The tame PPI reading is likely to justify the "hands-off" stance of Fed
policy makers, who are scheduled to meet next Tuesday. Most analysts expect
the Federal Open Market Committee to stand pat on interest rates at the
meeting.
The PPI report also helped to lower the risks of surprises from the
consumer price index for April, due for release at 8:30 a.m. EDT Friday. The
median estimate of 16 economists polled by Dow Jones Newswires and CNBC is for
a 0.4% rise in the CPI. But the core rate, again a better measure of inflation
because it excludes the volatile food and energy components, is expected to
have risen just 0.2%.
In a third report Thursday morning, Labor said initial weekly jobless
claims were unchanged in the week ended May 8. Economists were expecting
claims to drop by 1,000. The four-week moving average of claims, which
smoothes out volatility in the data, decreased by 4,000 to 304,250 in the
latest week.
Though bond yields remain near their highest levels in more than nine
months, rates appear poised to move lower over the short-term as the
inflation-sensitive market emerges from a potentially disastrous week
relatively unscathed, analysts said.
"All the data were very constructive for the bond market," said Marilyn
Schaja, money market economist at Donaldson Lufkin & Jenrette Securities in
New York. April's 5.1% surge in energy prices isn't likely to be repeated
going forward, and the decline in retail sales is "definitely suggesting some
slowdown into the second quarter," Schaja said.

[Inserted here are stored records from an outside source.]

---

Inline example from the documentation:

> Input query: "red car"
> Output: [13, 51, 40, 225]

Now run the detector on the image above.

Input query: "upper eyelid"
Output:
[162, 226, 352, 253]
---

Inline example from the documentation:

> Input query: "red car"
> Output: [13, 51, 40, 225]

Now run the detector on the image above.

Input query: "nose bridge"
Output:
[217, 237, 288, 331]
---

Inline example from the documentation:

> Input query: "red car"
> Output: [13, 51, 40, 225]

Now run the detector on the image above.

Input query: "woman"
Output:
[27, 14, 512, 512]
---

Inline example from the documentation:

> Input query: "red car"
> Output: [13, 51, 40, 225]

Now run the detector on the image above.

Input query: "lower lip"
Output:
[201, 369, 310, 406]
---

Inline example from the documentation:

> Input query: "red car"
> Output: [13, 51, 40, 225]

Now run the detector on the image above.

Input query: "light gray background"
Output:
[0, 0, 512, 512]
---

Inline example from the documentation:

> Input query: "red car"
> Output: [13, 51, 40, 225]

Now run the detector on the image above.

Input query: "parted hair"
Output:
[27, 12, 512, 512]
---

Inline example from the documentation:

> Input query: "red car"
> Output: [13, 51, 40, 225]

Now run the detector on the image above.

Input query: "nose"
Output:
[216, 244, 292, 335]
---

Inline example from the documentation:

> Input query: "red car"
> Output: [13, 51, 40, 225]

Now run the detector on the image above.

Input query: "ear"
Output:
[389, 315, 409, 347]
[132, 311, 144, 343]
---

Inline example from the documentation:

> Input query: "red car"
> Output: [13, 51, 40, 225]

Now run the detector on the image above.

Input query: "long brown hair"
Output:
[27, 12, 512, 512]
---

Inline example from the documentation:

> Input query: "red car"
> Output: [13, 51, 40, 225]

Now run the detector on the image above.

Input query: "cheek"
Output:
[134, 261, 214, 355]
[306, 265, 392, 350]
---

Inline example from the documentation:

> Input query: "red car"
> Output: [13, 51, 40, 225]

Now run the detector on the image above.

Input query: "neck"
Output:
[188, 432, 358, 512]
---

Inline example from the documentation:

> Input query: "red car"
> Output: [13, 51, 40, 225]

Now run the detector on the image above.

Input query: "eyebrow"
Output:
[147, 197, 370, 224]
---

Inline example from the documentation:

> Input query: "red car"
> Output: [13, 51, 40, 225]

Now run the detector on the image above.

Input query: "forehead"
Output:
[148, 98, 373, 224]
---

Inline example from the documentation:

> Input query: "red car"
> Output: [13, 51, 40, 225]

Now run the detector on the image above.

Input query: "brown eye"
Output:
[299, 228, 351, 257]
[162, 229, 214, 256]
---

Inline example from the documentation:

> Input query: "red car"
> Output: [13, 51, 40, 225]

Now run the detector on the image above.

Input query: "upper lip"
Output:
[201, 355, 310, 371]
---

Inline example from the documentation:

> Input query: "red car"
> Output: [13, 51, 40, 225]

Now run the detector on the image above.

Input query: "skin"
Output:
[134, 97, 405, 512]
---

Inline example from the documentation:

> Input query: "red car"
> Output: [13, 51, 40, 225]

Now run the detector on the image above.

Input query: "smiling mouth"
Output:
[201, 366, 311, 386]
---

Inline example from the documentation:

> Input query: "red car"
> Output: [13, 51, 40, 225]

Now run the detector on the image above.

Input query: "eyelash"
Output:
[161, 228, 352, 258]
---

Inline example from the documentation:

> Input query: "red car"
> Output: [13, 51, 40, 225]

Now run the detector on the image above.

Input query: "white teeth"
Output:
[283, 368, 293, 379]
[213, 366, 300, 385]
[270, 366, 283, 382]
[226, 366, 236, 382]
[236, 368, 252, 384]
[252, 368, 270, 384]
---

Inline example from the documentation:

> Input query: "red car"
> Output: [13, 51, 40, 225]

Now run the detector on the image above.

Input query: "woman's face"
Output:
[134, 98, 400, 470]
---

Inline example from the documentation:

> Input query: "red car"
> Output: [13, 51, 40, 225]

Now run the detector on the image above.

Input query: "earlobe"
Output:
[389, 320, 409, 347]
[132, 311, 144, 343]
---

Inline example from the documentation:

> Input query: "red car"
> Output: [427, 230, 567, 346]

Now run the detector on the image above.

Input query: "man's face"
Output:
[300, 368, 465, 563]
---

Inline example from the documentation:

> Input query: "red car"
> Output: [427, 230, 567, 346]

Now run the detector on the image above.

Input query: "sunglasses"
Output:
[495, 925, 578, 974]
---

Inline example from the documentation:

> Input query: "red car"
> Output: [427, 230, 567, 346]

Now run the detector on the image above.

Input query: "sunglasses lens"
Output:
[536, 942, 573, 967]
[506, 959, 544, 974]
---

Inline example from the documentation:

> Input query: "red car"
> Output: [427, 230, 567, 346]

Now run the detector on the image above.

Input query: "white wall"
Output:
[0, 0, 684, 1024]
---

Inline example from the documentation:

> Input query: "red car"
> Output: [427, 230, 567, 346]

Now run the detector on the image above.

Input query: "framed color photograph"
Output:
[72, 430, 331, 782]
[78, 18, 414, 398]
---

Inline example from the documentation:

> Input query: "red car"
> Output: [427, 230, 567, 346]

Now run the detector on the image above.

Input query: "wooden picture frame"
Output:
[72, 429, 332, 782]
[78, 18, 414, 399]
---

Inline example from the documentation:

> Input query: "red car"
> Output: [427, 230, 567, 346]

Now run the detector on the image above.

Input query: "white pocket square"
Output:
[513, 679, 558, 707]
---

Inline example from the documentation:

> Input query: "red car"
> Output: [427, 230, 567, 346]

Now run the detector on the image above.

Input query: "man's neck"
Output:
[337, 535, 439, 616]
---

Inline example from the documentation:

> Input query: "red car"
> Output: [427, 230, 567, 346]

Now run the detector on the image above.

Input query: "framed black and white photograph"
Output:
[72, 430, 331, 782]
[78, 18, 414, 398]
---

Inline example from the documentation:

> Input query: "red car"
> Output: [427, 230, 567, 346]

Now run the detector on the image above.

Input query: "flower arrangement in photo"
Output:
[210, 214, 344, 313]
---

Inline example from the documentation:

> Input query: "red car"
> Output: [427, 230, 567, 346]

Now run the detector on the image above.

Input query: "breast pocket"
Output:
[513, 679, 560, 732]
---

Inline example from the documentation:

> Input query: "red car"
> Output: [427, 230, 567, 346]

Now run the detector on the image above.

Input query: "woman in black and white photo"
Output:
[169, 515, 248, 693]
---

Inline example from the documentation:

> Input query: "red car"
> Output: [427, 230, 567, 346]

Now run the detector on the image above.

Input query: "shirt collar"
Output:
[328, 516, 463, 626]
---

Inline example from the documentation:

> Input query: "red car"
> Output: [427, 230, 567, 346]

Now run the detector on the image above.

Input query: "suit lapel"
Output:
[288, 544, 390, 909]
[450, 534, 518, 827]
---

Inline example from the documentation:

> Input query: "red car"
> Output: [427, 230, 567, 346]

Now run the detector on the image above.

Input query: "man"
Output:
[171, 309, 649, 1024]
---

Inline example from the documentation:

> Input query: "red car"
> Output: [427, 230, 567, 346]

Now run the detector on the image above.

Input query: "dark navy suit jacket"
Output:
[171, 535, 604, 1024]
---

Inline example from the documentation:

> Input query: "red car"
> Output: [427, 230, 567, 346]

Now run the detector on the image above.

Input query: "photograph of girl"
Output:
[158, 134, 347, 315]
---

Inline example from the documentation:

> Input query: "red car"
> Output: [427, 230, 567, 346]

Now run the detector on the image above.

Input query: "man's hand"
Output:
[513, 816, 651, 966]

The Treasurys market has run a gauntlet this week, highlighted by
Wednesday's announcement that Treasury Secretary Robert Rubin will step down
in July. Along the way, Treasurys also have weathered two very poor note
auctions and continued competition from corporate and agency debt.

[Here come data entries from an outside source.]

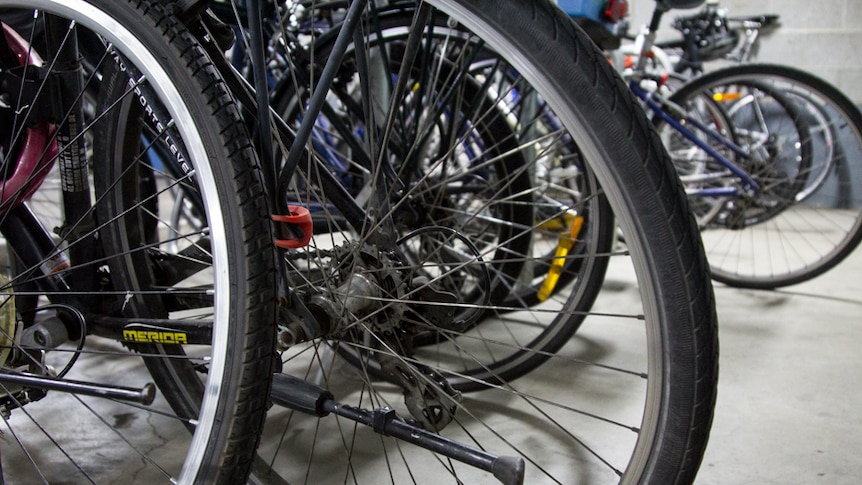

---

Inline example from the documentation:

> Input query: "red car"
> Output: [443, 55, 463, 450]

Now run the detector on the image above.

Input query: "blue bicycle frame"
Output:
[629, 79, 760, 197]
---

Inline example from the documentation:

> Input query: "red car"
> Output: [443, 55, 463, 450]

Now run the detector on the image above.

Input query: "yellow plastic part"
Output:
[536, 216, 584, 301]
[712, 92, 742, 103]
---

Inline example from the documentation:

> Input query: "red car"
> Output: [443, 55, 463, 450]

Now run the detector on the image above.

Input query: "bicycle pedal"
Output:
[272, 205, 314, 249]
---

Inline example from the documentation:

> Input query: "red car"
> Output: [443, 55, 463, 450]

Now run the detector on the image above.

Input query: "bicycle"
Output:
[0, 0, 717, 483]
[616, 0, 862, 289]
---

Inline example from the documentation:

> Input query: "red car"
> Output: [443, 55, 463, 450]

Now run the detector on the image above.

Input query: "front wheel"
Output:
[0, 0, 275, 483]
[253, 0, 717, 484]
[673, 64, 862, 288]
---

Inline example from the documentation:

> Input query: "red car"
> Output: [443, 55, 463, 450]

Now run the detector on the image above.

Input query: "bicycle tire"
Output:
[272, 2, 616, 391]
[681, 63, 862, 289]
[241, 0, 717, 483]
[0, 0, 275, 483]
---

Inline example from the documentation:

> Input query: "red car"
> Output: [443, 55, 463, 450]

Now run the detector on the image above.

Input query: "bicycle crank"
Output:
[271, 374, 525, 485]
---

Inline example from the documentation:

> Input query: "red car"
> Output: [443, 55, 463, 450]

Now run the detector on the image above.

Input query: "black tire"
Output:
[0, 0, 276, 483]
[251, 0, 717, 484]
[674, 64, 862, 289]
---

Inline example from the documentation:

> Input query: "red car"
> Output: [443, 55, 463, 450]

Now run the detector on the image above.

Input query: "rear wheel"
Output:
[0, 0, 275, 483]
[248, 0, 717, 483]
[674, 64, 862, 288]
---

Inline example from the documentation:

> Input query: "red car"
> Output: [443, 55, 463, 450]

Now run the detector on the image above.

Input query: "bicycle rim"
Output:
[686, 64, 862, 288]
[248, 1, 715, 483]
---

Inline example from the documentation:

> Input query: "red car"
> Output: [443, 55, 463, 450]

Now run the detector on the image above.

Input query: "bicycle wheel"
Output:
[677, 64, 862, 288]
[241, 0, 716, 483]
[273, 2, 616, 390]
[0, 0, 275, 483]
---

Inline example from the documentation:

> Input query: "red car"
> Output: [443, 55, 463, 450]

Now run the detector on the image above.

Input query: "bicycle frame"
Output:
[629, 80, 760, 197]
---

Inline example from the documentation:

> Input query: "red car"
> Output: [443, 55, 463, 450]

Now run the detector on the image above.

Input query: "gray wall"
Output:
[629, 0, 862, 104]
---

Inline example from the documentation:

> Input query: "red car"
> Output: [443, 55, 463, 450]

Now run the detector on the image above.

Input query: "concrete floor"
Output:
[0, 246, 862, 485]
[696, 249, 862, 485]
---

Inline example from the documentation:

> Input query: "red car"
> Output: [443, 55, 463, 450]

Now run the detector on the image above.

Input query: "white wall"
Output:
[629, 0, 862, 104]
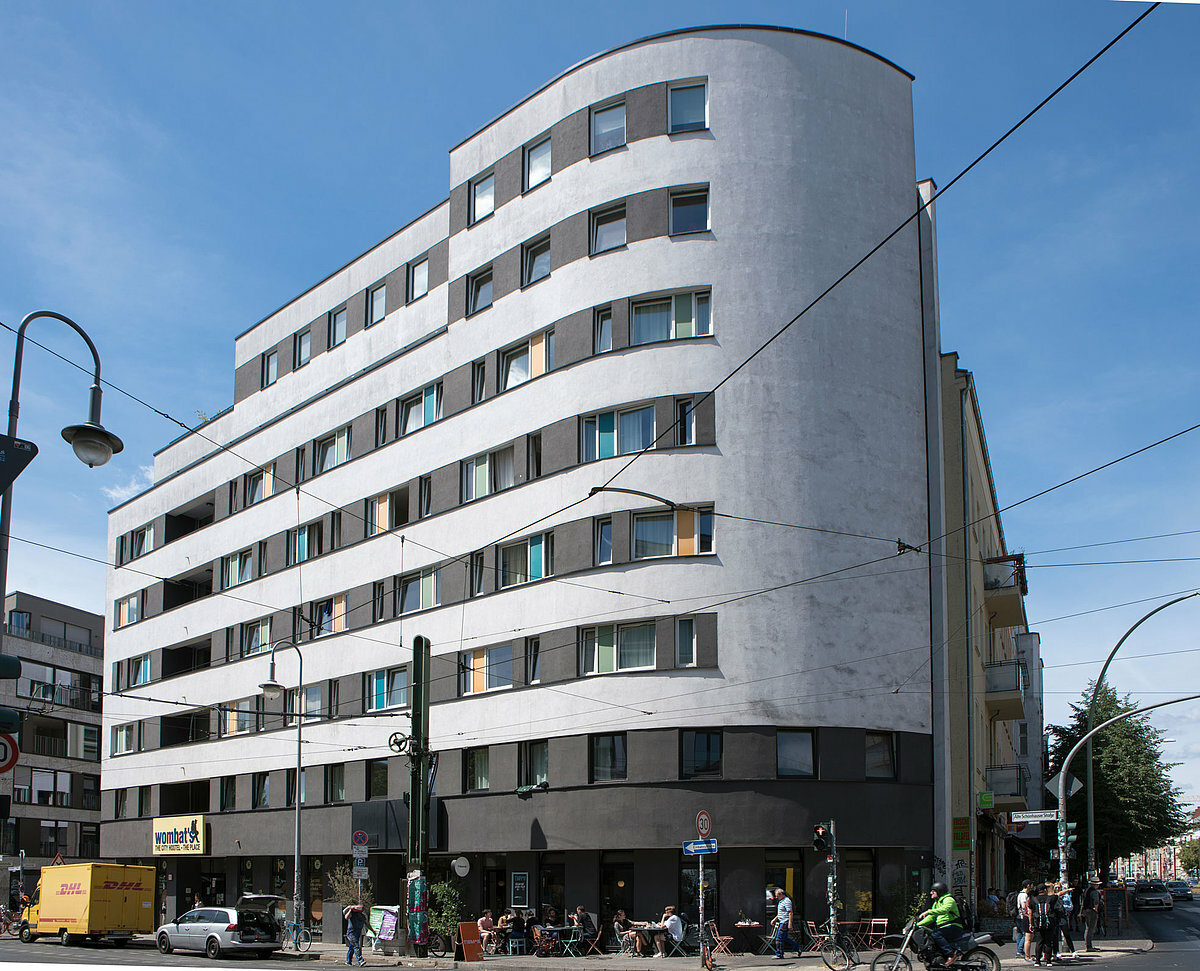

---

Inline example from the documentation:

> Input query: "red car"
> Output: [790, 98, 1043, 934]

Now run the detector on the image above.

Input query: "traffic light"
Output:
[812, 822, 829, 853]
[0, 654, 20, 735]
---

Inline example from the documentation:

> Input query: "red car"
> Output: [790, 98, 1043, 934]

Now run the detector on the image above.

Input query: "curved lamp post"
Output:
[0, 310, 125, 594]
[258, 641, 304, 924]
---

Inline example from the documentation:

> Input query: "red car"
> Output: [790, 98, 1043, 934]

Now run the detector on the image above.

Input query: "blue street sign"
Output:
[683, 839, 716, 856]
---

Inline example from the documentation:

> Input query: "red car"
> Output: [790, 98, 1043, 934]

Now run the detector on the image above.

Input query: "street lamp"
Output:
[0, 310, 125, 594]
[258, 641, 304, 924]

With all of that now behind them, some traders are saying Treasurys
rates may have peaked after skyrocketing in recent weeks as sentiment turned
sharply bearish on signs the U.S. economy is resistant to cooling. "I think
the Street in general has had more of a negative sentiment, and I think some
of that is being peeled off a little bit," said Donald Galante, head of
trading at Fuji Securities in New York. Thursday's rally was "a little bit of
a relief trade," he said.
Wednesday may have been the true turning point, when the market
reversed early losses on word of Rubin's resignation to move a bit higher on
the day. That caught traders' attention and left bears a little more nervous.

"I think a lot of the move (Thursday) was some short-covering," said
David Myers, market strategist at Deutsche Bank Securities. He expects rates
to move lower over the short-term but doesn't believe the market is in a bull
rally.
Copyright (c) 1999 Dow Jones & Company, Inc.
All Rights Reserved.
05/13 4:10p CDT



To: Augustus Gloop who wrote (124614)5/14/1999 9:27:00 AM
From: GRANOLA  Respond to of 176387
 
N7 - thanks for the explanation. personally, i have never given any of these #s much attn when i invest...but lately the mkt reacts so dramatically that you have to if you are trading...

if you are into dell long term, as i am, they mean nothing, since dell won't change because of them.